Se lo pedí una y otra vez. Se lo rogué. Le supliqué. Le lloré. Le prometí una finca de olivos, pero ella era vasca y no le tiene aprecio a las aceitunas.

—Eso es una irregularidad.

—Joder, con las irregularidades —le dije.

Me salió del alma.

Tanto le insistí que, por no oírme, terminó llamando.

—¿La quinientos dieciocho, verdad?

—…

—¿Es usted la mujer de Guillermo?

—…

—Pues nada, que se ha despertado y me ha insistido en que la llame. Me ha dicho que la operación ha sido un éxito, dice él; que no le duele nada  y que puede mover los pies como si nunca los hubiera tenido mal. ¡Ah! y que, por fin, se han despertado los dedos de los pies. Después de tanto tiempo.

—…

—¡Pues ya lo creo, señora, sí que es bueno!

—…

—Él también me ha dicho que la quiere mucho y que no se vaya a ninguna parte, que está ocupado pero que ahora sube. En realidad, le queda un poco. Ahora lo tenemos que volver a dormir hasta que diga el médico.

—…

—Sí. El doctor ha dicho que la operación ha sido un éxito, que esta noche pasa planta y lo ve. Pero que ha salido todo muy bien.

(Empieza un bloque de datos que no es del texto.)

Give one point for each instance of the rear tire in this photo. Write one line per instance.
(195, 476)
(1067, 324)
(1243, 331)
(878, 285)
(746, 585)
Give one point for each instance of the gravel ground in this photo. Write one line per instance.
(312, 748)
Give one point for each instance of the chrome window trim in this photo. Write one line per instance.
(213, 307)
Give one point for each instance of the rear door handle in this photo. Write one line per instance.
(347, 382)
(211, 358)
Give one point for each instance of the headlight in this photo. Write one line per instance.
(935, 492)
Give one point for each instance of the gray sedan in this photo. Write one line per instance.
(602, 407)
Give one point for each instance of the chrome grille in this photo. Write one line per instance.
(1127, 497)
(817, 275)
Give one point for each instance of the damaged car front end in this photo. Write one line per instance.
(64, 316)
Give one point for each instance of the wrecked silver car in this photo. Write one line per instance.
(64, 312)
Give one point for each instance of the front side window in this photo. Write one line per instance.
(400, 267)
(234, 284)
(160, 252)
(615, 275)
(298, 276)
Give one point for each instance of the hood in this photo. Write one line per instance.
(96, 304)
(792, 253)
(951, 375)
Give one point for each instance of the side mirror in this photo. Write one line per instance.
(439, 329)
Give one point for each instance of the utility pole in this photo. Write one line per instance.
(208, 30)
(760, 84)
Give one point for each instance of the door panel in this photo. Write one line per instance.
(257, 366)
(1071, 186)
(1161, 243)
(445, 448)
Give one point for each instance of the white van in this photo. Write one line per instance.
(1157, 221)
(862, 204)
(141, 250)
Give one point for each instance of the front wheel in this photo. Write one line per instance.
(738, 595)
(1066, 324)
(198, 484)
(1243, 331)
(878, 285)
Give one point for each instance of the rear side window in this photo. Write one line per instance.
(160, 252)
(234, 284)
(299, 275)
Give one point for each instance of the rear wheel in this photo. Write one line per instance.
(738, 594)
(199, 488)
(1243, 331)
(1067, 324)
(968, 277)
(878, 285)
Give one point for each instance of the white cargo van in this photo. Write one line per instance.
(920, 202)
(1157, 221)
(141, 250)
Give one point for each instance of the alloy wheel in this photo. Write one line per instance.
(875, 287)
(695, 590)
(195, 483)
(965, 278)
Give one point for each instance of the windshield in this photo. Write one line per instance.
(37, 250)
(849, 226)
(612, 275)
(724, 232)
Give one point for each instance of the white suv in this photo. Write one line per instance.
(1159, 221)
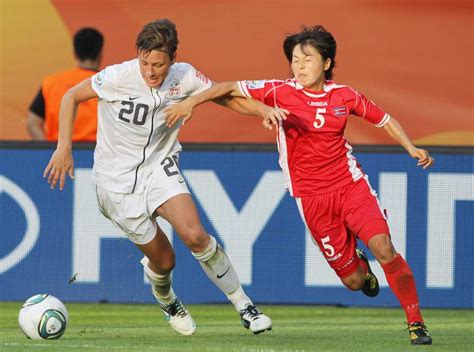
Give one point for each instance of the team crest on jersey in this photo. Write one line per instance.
(339, 111)
(175, 89)
(255, 84)
(317, 103)
(99, 78)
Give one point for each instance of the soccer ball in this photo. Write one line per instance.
(43, 317)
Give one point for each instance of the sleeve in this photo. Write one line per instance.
(258, 90)
(37, 106)
(360, 106)
(105, 83)
(196, 81)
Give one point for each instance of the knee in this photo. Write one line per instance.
(196, 239)
(164, 263)
(353, 282)
(382, 248)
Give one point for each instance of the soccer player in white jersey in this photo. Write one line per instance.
(136, 167)
(331, 190)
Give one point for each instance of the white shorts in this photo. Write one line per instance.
(133, 213)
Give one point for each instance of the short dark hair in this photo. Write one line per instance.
(88, 43)
(158, 35)
(319, 38)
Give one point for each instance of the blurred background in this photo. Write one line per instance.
(412, 57)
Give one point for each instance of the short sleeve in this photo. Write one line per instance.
(196, 81)
(38, 105)
(104, 83)
(255, 89)
(360, 106)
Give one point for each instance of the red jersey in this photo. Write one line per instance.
(315, 156)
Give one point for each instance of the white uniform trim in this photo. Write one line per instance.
(384, 121)
(352, 163)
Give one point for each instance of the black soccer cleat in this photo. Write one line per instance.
(254, 320)
(419, 335)
(371, 285)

Luego dicen que no hay ángeles en la Tierra.

Me quedé dormido otra vez. Descansando del esfuerzo o de la morfina (o de lo que fuese que me habían puesto).

 

Esto no es un relato. Esto es una crónica de lo que sucedió en la sala de recuperación del hospital el dieciocho de febrero de hace diecinueve años. Diecinueve años exactos que me he librado de la silla de ruedas de por vida. Diecinueve años que un equipo de neurocirugía me puso cuatro tornillos tamaño XXL, una prótesis de  por vida (interna) y unos amortiguadores, cambio de aceite, neumáticos y puesta a punto.

Unos fieras, que se dedican a hacer que la gente pueda vivir sus vidas. Y luego, nosotros nos metemos con ellos por cualquier chorrada.

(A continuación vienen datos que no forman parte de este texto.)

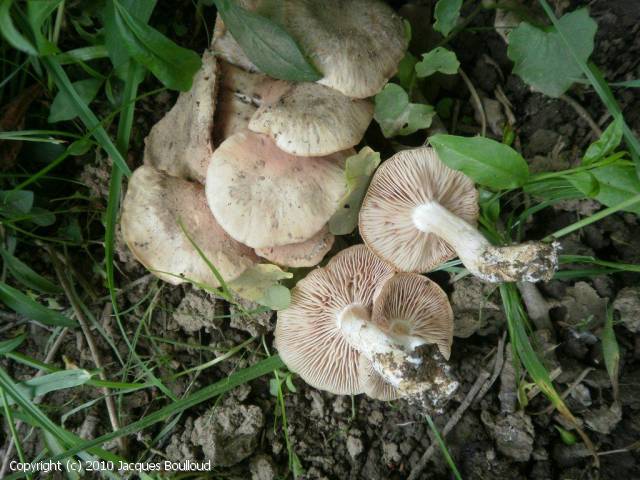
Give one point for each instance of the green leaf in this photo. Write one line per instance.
(25, 275)
(486, 161)
(606, 144)
(541, 58)
(611, 351)
(437, 60)
(174, 66)
(24, 305)
(11, 33)
(37, 13)
(617, 184)
(406, 71)
(267, 44)
(397, 116)
(10, 345)
(260, 284)
(16, 202)
(62, 107)
(358, 171)
(38, 386)
(446, 13)
(585, 182)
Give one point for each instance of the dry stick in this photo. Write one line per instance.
(84, 325)
(476, 100)
(582, 113)
(48, 359)
(479, 387)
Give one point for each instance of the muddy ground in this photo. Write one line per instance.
(342, 437)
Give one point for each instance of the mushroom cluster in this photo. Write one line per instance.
(248, 167)
(354, 327)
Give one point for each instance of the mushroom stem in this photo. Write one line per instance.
(387, 354)
(530, 261)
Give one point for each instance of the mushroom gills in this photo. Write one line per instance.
(530, 261)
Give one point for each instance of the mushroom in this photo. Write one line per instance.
(303, 254)
(264, 197)
(152, 210)
(356, 44)
(418, 213)
(180, 143)
(311, 120)
(331, 339)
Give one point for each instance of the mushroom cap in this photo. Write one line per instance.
(241, 93)
(152, 207)
(307, 335)
(180, 143)
(412, 305)
(409, 179)
(303, 254)
(313, 120)
(356, 44)
(264, 197)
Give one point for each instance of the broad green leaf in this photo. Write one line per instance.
(10, 345)
(585, 182)
(62, 107)
(38, 386)
(397, 116)
(174, 66)
(542, 59)
(358, 171)
(11, 33)
(24, 305)
(267, 44)
(617, 184)
(446, 13)
(606, 144)
(611, 351)
(437, 60)
(485, 161)
(25, 275)
(260, 284)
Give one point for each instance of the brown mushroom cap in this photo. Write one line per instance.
(303, 254)
(356, 44)
(154, 204)
(408, 179)
(264, 197)
(180, 143)
(312, 120)
(307, 334)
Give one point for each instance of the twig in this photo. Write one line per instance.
(453, 420)
(95, 355)
(48, 359)
(582, 113)
(476, 100)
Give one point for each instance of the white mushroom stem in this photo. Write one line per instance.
(391, 356)
(530, 261)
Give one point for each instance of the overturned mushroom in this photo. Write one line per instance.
(356, 44)
(418, 213)
(311, 120)
(330, 338)
(152, 210)
(264, 197)
(303, 254)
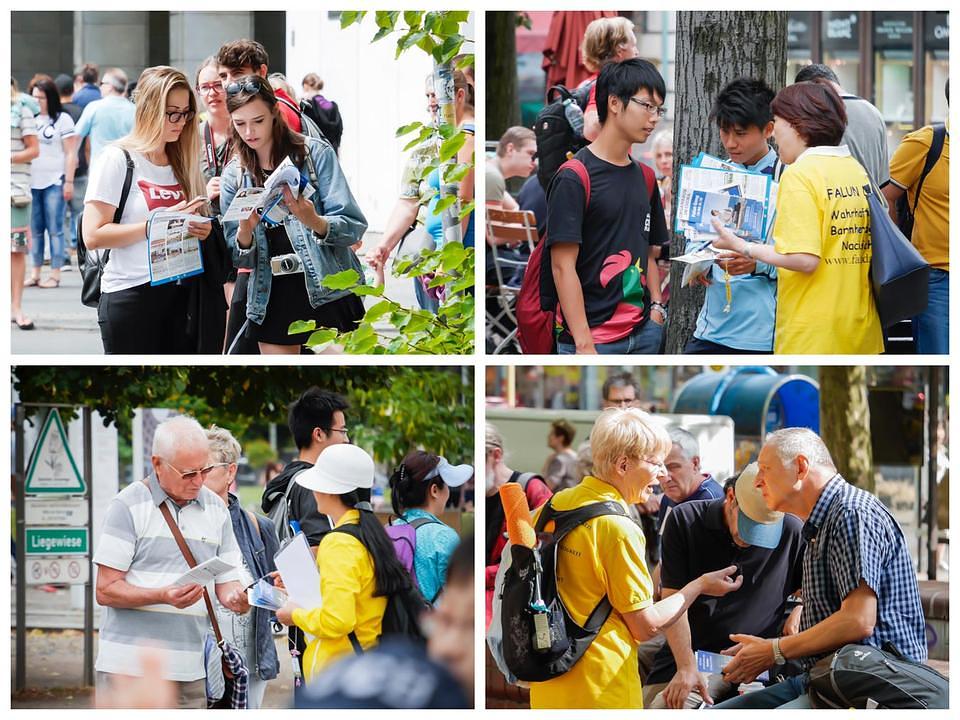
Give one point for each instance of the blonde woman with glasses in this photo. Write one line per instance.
(164, 151)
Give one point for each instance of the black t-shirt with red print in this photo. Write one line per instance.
(615, 233)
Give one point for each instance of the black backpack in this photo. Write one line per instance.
(402, 615)
(556, 140)
(906, 211)
(326, 118)
(92, 265)
(862, 676)
(540, 638)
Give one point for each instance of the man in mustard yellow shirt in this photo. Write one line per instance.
(605, 557)
(931, 226)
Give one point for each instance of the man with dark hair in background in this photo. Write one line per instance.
(316, 421)
(866, 133)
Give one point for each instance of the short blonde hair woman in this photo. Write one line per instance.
(136, 316)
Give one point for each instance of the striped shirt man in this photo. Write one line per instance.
(136, 540)
(851, 536)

De todas formas, a mí dadme médicos así, de hospitales españoles. Los prefiero mil veces a las sillas de ruedas que puedan aguantar cuerpos de casi dos metros y ciento treinta kilos (que pesaba yo entonces).

Por lo visto, todos entendemos de medicina. Con un par.

Diecinueve años sin silla de ruedas. Y la guerra que me queda por daros.